The Kedro-Neptune plugin supports distributed pipeline execution. It works in Kedro setups that use orchestrators, such as Airflow or Kubeflow.

Kedro pipeline metadata visualized in Neptune

See Kedro example in Neptune  Code examples 

Related

Before you start#

Installing the Kedro-Neptune plugin#

On the command line or in a terminal app, such as Command Prompt, enter the following:

pip install kedro-neptune
conda install -c conda-forge kedro-neptune

Setup and logging example#

  1. Create a Kedro project from the pandas-iris starter.

    1. To create a Kedro starter project, enter the following on the command line or in a terminal app:

      kedro new --starter=pandas-iris
      

      For detailed instructions, see the Kedro docs .

    2. Follow the instructions and choose a name for your Kedro project.

    3. Navigate to your new Kedro project directory.
    Example structure
    My-Kedro-Project    # Parent directory of the template
    ├── conf            # Project configuration files
    ├── data            # Local project data (not committed to version control)
    ├── docs            # Project documentation
    ├── logs            # Project output logs (not committed to version control)
    ├── notebooks       # Project-related Jupyter notebooks (can be used for experimental code before moving the code to src)
    ├── README.md       # Project README
    ├── setup.cfg       # Configuration options for 'pytest' when doing 'kedro test' and for the 'isort' utility when doing 'kedro lint'
    ├── src             # Project source code
        ├── pipelines   
            ├── data_science
                ├── nodes.py
                ├── pipelines.py
                └── ...
    

    In this example, we'll use the nodes.py and pipelines.py files.

  2. Initialize the Kedro-Neptune plugin.

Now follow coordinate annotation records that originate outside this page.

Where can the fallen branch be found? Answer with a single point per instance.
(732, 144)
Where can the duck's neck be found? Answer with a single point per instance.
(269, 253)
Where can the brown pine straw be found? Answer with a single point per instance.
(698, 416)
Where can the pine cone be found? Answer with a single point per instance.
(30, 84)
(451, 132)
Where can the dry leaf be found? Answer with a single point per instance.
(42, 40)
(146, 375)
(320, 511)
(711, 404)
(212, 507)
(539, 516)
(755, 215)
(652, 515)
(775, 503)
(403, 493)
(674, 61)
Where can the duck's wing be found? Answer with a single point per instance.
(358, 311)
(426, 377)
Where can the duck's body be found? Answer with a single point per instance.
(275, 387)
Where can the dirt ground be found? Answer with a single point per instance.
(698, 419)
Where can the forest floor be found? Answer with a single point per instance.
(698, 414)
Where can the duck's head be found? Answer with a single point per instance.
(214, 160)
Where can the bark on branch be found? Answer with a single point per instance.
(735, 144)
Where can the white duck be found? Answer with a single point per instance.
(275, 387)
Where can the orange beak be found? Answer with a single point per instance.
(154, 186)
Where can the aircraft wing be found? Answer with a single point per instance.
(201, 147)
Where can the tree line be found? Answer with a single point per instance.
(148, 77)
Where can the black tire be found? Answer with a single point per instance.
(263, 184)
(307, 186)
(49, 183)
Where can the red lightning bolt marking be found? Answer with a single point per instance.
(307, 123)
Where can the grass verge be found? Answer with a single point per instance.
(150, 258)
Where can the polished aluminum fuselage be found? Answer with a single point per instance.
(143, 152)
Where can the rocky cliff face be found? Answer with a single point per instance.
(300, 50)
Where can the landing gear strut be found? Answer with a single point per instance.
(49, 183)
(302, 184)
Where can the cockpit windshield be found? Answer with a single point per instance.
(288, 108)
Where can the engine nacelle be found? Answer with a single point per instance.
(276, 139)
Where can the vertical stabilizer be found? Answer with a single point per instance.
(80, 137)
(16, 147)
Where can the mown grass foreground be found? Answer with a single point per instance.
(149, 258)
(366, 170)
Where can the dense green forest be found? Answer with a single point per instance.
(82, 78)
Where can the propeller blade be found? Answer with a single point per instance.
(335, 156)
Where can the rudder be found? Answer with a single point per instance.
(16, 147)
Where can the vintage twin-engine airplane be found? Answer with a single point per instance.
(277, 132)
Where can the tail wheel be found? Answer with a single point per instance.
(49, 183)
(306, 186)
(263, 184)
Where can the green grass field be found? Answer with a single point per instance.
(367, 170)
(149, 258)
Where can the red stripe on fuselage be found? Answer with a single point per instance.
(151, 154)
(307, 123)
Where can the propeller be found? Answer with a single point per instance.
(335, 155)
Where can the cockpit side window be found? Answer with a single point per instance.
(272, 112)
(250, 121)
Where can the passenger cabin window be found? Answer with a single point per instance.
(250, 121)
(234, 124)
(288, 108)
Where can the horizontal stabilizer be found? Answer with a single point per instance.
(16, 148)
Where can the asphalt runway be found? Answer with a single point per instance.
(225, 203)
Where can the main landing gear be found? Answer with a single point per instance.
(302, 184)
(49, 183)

    1. In your Kedro project directory, enter the command:

      kedro neptune init
      
    2. You are prompted for your API token.

      • If you've saved it to the NEPTUNE_API_TOKEN environment variable (recommended), just press Enter without typing anything.
      • If you've set your Neptune API token to a different environment variable, enter that instead. For example, MY_SPECIAL_NEPTUNE_TOKEN_VARIABLE.
      • You can also copy and enter your Neptune API token directly (not recommended).
    3. You are prompted for a Neptune project name.

      • If you've saved it to the NEPTUNE_PROJECT environment variable (recommended), just press Enter without typing anything.
      • If you've set your Neptune API token to a different environment variable, enter that instead. For example, MY_SPECIAL_NEPTUNE_PROJECT_VARIABLE.
      • You can also enter your Neptune project name in the form workspace-name/project-name. If you're not sure about the full name, go to the project settings in the Neptune app.

    If everything was set up correctly...

    You should see the following:

    • The message kedro-neptune plugin successfully configured
    • Three new files in your Kedro project:
      1. YOUR_KEDRO_PROJECT/conf/local/credentials_neptune.yml (credentials file)
      2. YOUR_KEDRO_PROJECT/conf/base/neptune.yml (config file)
      3. YOUR_KEDRO_PROJECT/conf/base/neptune_catalog.yml (catalog file)
  3. Add Neptune logging to a Kedro node.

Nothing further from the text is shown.